His previous open-source projects achieved remarkable adoption. OpenVoice, a voice cloning model, collected roughly 35,000 stars on GitHub and ranked in the highest 0.03 percent of open-source projects by popularity. MeloTTS, a text-to-speech system, has been downloaded greater than 19 million times, making it some of the widely used audio AI models since its 2024 release.
Qin also co-founded MyShell, an AI agent platform that has attracted six million users who’ve collectively built greater than 200,000 AI agents. Users have had a couple of billion interactions with agents on the platform, in accordance with the corporate.
Contained in the billion-dollar race to construct AI that controls your computer
The pc-use agent market has attracted intense interest from investors and technology giants over the past yr.
OpenAI released Operator in January, allowing users to instruct an AI to finish tasks across the online. Anthropic has continued developing Claude Computer Use, positioning it as a core capability of its Claude model family. Google has incorporated agent features into its Gemini products. Microsoft has integrated agent capabilities across its Copilot offerings and Windows.
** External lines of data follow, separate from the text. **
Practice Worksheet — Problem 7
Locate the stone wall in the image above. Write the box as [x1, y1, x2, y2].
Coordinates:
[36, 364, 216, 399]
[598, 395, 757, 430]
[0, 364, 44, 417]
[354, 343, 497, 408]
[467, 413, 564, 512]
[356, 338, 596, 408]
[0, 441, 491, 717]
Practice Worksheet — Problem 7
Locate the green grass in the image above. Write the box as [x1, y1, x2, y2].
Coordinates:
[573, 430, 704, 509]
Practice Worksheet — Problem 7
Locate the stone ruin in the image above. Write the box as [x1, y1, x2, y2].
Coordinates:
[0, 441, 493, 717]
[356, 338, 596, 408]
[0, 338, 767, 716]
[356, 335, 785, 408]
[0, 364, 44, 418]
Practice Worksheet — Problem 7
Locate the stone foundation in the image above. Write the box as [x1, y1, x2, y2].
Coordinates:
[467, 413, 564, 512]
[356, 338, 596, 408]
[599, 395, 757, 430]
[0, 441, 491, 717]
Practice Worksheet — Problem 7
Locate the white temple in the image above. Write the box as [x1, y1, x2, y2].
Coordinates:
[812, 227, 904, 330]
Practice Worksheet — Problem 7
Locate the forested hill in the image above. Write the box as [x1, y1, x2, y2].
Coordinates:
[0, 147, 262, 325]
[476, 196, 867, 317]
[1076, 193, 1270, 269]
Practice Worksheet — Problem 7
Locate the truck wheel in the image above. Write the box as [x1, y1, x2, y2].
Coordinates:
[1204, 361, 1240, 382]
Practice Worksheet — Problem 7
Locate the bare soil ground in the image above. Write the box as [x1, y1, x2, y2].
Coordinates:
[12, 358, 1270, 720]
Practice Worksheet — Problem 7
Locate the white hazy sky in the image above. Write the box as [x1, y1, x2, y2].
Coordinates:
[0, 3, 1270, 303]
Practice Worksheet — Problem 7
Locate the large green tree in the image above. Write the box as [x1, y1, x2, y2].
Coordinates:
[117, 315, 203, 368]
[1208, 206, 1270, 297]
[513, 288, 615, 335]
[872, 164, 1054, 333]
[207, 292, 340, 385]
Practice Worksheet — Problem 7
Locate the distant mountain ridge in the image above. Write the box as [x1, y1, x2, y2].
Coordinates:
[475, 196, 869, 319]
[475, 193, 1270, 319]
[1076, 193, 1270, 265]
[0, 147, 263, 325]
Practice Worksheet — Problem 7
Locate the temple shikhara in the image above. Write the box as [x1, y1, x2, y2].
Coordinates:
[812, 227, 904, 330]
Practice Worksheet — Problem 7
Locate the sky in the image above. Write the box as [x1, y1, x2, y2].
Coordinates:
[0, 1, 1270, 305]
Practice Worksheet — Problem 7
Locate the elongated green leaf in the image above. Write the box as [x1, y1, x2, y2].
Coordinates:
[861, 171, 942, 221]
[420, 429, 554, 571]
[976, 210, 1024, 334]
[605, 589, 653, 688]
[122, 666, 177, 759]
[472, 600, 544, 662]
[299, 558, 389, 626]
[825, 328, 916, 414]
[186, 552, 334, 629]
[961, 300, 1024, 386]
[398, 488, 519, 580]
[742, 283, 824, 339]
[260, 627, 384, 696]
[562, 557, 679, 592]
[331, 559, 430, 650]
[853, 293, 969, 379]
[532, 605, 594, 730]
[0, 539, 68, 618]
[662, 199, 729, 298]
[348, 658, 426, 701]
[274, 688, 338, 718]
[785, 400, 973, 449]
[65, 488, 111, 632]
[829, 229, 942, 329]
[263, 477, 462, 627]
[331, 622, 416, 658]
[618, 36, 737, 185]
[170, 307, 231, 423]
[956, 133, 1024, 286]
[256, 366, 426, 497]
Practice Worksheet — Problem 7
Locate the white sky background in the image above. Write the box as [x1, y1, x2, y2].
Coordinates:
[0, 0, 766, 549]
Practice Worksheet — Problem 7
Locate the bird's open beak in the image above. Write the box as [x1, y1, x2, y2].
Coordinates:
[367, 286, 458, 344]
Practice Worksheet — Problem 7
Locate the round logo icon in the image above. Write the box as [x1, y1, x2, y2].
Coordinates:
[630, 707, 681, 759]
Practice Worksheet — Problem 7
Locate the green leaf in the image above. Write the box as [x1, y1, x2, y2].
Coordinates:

Yet the market stays nascent. Enterprise adoption has been limited by concerns about reliability, security, and the flexibility to handle edge cases that occur incessantly in real-world workflows. The performance gaps revealed by benchmarks like Online-Mind2Web suggest that current systems might not be ready for mission-critical applications.
OpenAGI enters this competitive landscape as an independent alternative, positioning superior benchmark performance and lower costs against the large resources of its well-funded rivals. The corporate's Lux model and developer SDK can be found starting today.
Whether OpenAGI can translate benchmark dominance into real-world reliability stays the central query. The AI industry has an extended history of impressive demos that falter in production, of laboratory results that crumble against the chaos of actual use. Benchmarks measure what they measure, and the space between a controlled test and an 8-hour workday stuffed with edge cases, exceptions, and surprises may be vast.
But when Lux performs within the wild the way in which it performs within the lab, the implications extend far beyond one startup's success. It could suggest that the trail to capable AI agents runs not through the most important checkbooks but through the cleverest architectures—that a small team with the appropriate ideas can outmaneuver the giants.
The technology industry has seen that story before. It rarely stays true for long.